The bill would give the Federal Trade Commission the authority to seek civil penalties of at least $50,000 when a data broker sells information to foreign adversaries or entities controlled by those foreign adversaries, which include China, Iran, Russia and North Korea, as defined by acquisition restrictions in U.S. code. That list notably excludes Cuba and Venezuela, which were mentioned in the Biden directive.

The legislation will be marked up in the House committee alongside a related measure — the Protecting Americans from Foreign Adversary Controlled Applications Act — which would put TikTok and related applications in regulators’ crosshairs by potentially forcing a divestiture of the app from its Chinese owners to U.S. entities.

“Data brokers collect a stunning amount of sensitive information and data on Americans — from their physical and mental health, to when and where they’re traveling. Once collected, this sensitive information can be sold to anyone, including foreign adversaries like China. The days of data brokers surveilling Americans for our enemies should be numbered, and this important legislation will ensure that they are,” Rodgers said in a written statement.

The measure aims to update the FTC’s language concerning investigations into “unfair or deceptive” acts or practices that harm consumers, lodging foreign rival data transfers into the agency’s code.

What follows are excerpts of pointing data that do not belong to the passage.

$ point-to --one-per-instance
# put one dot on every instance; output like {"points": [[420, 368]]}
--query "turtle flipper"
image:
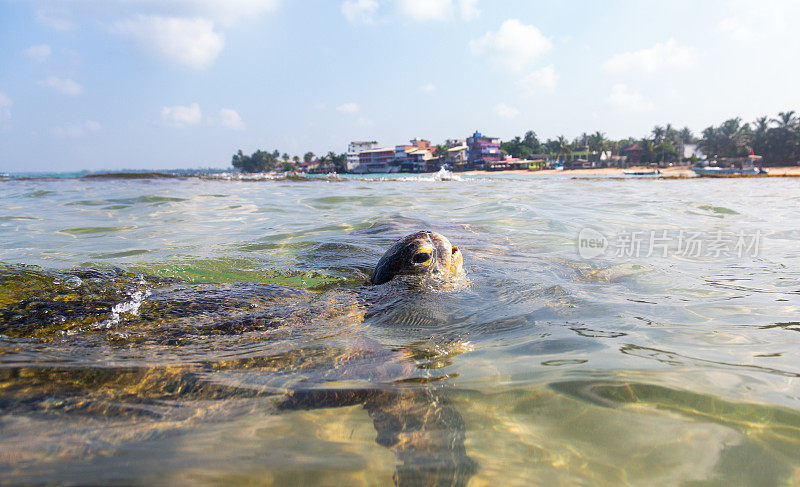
{"points": [[427, 435], [424, 431]]}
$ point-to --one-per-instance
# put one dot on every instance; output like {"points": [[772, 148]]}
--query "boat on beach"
{"points": [[635, 172], [739, 166]]}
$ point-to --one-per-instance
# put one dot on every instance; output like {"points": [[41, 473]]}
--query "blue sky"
{"points": [[102, 84]]}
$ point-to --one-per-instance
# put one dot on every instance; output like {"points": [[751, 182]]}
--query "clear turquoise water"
{"points": [[615, 369]]}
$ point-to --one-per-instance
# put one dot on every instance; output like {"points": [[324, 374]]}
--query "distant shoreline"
{"points": [[669, 172], [679, 172]]}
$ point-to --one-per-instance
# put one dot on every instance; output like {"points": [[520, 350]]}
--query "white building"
{"points": [[690, 150], [355, 148]]}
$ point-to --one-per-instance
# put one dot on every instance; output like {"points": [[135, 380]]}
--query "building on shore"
{"points": [[457, 158], [416, 157], [354, 149], [375, 160], [483, 151]]}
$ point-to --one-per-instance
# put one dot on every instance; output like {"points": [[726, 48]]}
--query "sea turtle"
{"points": [[303, 341]]}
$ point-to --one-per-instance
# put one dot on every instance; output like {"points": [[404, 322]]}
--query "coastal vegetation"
{"points": [[776, 139], [263, 161]]}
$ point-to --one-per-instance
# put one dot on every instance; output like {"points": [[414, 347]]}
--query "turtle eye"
{"points": [[420, 257]]}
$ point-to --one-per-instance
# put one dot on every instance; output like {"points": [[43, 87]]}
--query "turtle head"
{"points": [[421, 253]]}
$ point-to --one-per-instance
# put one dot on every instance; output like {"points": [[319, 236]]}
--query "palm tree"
{"points": [[563, 147], [658, 134], [785, 119]]}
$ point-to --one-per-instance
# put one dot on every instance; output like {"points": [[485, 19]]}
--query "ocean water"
{"points": [[607, 332]]}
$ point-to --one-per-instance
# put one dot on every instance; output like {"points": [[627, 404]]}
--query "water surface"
{"points": [[232, 337]]}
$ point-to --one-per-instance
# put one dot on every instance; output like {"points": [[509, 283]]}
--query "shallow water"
{"points": [[209, 331]]}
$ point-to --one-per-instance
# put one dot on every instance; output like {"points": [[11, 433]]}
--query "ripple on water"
{"points": [[95, 230]]}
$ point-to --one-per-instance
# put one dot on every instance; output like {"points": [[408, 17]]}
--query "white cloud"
{"points": [[64, 86], [39, 52], [182, 116], [422, 10], [469, 9], [668, 55], [5, 108], [78, 129], [542, 80], [360, 11], [54, 20], [505, 111], [624, 99], [190, 42], [515, 45], [230, 118], [349, 108]]}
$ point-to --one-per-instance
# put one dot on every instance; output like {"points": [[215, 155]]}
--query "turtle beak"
{"points": [[422, 256], [456, 262]]}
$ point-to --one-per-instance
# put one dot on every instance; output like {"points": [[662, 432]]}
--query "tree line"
{"points": [[262, 161], [776, 139]]}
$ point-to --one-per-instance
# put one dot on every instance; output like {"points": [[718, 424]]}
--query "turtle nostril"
{"points": [[420, 257]]}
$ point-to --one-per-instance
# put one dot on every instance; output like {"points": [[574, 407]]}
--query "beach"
{"points": [[675, 172]]}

Sensitive data transfers would include data types like genetic info, biometrics, financial accounts and health records. Those data types are akin to those listed in the White House order, which experts say will require regulators like the Justice Department to craft new definitions and legal mechanisms that consider data categories and numerous overseas data transfer scenarios.

The bill also lists Americans’ communications — including phone or text logs, photos, audio recordings, or videos — as data types that should not be transferred. Data brokers already legally obtain, process and sell Americans’ data for commercial purposes, and at times have sold that information to the intelligence community. 

The Federal Trade Commission has taken multiple actions against data brokers that have allegedly defied consumer privacy and sold harvested data to other entities without consent. The agency last month barred X-Mode from selling sensitive location data and directed it to destroy all location data previously collected until it adheres to certain restrictions.

The Biden administration’s data security order notably does not list the FTC as an enforcement agency, instead putting the onus on the departments of Justice, Homeland Security, Health and Human Services and others to craft the measures necessary to enforce it.